History Fellowship and buildings
Methodism began in Kingsclere in 1797 in a house in Swan street registered by Richard Dyer. Moving in 1808 to the home of John Hall. The current chapel was built between 1808 and 1812, and was dedicated in 1826. The distinctive grade 2 listed building has a gabled front wall of square knapped flints with stone dressings. The unusual oak doors were installed in the 1940’s and are originally from an Anglican church. Sadly original iron railings atop the front garden wall were removed at the same time for the war effort.
In 1895 a small piece of adjoining land was purchased from Charles Sidery for 100 pounds, and a further 700 pounds was spent building the schoolroom, which was opened in October 1895. In the November the chapel interior also benefited from new pitch pine pews, a matching communion table and wrought iron raised pulpit. The original tiered upper gallery was also moved back to admit more light, as the seating capacity was increased to 280, kept snug by tortoise solid fuel stoves.
In 1952 the schoolroom was used by the local secondary school and many people still have fond memories of being taught in the comfort of the new gas heaters, as the original 1895 stove was still in use at the time.

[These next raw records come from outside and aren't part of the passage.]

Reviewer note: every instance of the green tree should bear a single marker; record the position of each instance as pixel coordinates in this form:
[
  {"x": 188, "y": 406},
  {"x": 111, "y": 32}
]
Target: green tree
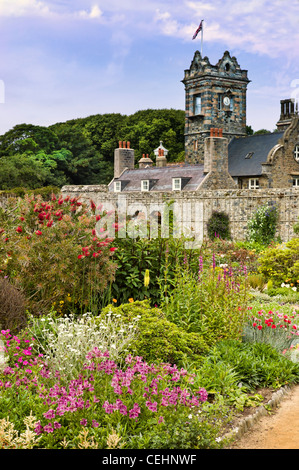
[{"x": 22, "y": 171}]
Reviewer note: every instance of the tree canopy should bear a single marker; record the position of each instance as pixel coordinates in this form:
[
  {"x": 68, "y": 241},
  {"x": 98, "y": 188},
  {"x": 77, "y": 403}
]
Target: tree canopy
[{"x": 81, "y": 151}]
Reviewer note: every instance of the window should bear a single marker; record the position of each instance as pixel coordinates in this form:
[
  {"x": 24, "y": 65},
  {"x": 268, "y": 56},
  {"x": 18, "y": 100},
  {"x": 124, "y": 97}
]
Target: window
[
  {"x": 145, "y": 185},
  {"x": 117, "y": 186},
  {"x": 254, "y": 183},
  {"x": 197, "y": 104},
  {"x": 249, "y": 155},
  {"x": 176, "y": 184}
]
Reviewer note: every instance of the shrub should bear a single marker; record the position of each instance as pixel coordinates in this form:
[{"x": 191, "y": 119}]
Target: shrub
[
  {"x": 272, "y": 326},
  {"x": 159, "y": 255},
  {"x": 262, "y": 226},
  {"x": 50, "y": 250},
  {"x": 257, "y": 364},
  {"x": 212, "y": 303},
  {"x": 65, "y": 341},
  {"x": 218, "y": 226},
  {"x": 158, "y": 339},
  {"x": 281, "y": 263}
]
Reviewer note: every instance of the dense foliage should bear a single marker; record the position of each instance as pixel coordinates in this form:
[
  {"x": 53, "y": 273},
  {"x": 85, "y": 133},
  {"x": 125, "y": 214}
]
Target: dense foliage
[{"x": 136, "y": 342}]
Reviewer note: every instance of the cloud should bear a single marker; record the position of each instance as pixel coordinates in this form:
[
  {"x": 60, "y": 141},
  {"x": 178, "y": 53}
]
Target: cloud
[
  {"x": 94, "y": 13},
  {"x": 267, "y": 27},
  {"x": 23, "y": 8}
]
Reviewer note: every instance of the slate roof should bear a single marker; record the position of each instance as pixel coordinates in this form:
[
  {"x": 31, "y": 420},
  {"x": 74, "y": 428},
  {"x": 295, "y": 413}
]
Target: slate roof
[
  {"x": 238, "y": 165},
  {"x": 161, "y": 177},
  {"x": 240, "y": 147}
]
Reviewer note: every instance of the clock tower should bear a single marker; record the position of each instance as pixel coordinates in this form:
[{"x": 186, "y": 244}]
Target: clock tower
[{"x": 215, "y": 98}]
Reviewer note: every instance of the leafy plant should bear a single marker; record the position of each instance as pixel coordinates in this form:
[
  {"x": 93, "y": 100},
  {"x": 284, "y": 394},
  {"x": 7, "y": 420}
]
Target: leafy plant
[
  {"x": 158, "y": 339},
  {"x": 51, "y": 252},
  {"x": 212, "y": 303},
  {"x": 262, "y": 226},
  {"x": 218, "y": 226},
  {"x": 281, "y": 263}
]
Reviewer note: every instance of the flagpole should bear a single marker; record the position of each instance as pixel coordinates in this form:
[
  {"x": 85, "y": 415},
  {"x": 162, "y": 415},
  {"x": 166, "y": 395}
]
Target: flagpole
[{"x": 201, "y": 36}]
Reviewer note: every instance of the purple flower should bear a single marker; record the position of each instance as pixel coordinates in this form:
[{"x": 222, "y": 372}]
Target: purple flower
[
  {"x": 49, "y": 414},
  {"x": 48, "y": 428}
]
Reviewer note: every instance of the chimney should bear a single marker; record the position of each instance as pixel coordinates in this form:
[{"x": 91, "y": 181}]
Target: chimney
[
  {"x": 124, "y": 158},
  {"x": 215, "y": 151},
  {"x": 145, "y": 161}
]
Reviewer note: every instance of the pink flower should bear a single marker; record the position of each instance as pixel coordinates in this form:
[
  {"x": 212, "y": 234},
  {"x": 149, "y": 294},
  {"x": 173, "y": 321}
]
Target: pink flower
[
  {"x": 152, "y": 406},
  {"x": 49, "y": 414},
  {"x": 48, "y": 428}
]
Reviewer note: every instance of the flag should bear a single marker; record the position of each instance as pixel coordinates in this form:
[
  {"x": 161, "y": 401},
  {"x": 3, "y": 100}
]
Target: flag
[{"x": 198, "y": 30}]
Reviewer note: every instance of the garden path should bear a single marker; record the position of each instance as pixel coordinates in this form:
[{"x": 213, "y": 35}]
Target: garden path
[{"x": 278, "y": 430}]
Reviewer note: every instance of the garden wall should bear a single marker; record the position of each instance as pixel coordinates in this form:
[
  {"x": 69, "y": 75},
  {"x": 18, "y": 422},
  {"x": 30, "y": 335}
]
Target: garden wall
[{"x": 197, "y": 207}]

By 1987, the buildings were in a sad condition, and restoration began in 1991, but not before a section of the roof blew off in the 1990 winter storms. This event was matched by the discovery of a vault under the entrance porch, in which lay two coffins, probably of the churches founder members. Unfortunately, during the work a painted arch over the pulpit was lost, but many original features were preserved in the interior. Finally, in April 1992, at a cost of just over 100,000 pounds the building was re-opened.
In March 2000, improvements were made to the front wall, and the entrance altered to enable full wheelchair access. The building has disabled facilities, an audio and video system, and an enclosed rear garden for the summer months.
In August 2012 the buildings were refitted with a new central heating system, and further enhancements are planned to allow better use. But if you happen along you will find the same warm, friendly welcome as given by the original worshippers, along with plenty of tea and coffee.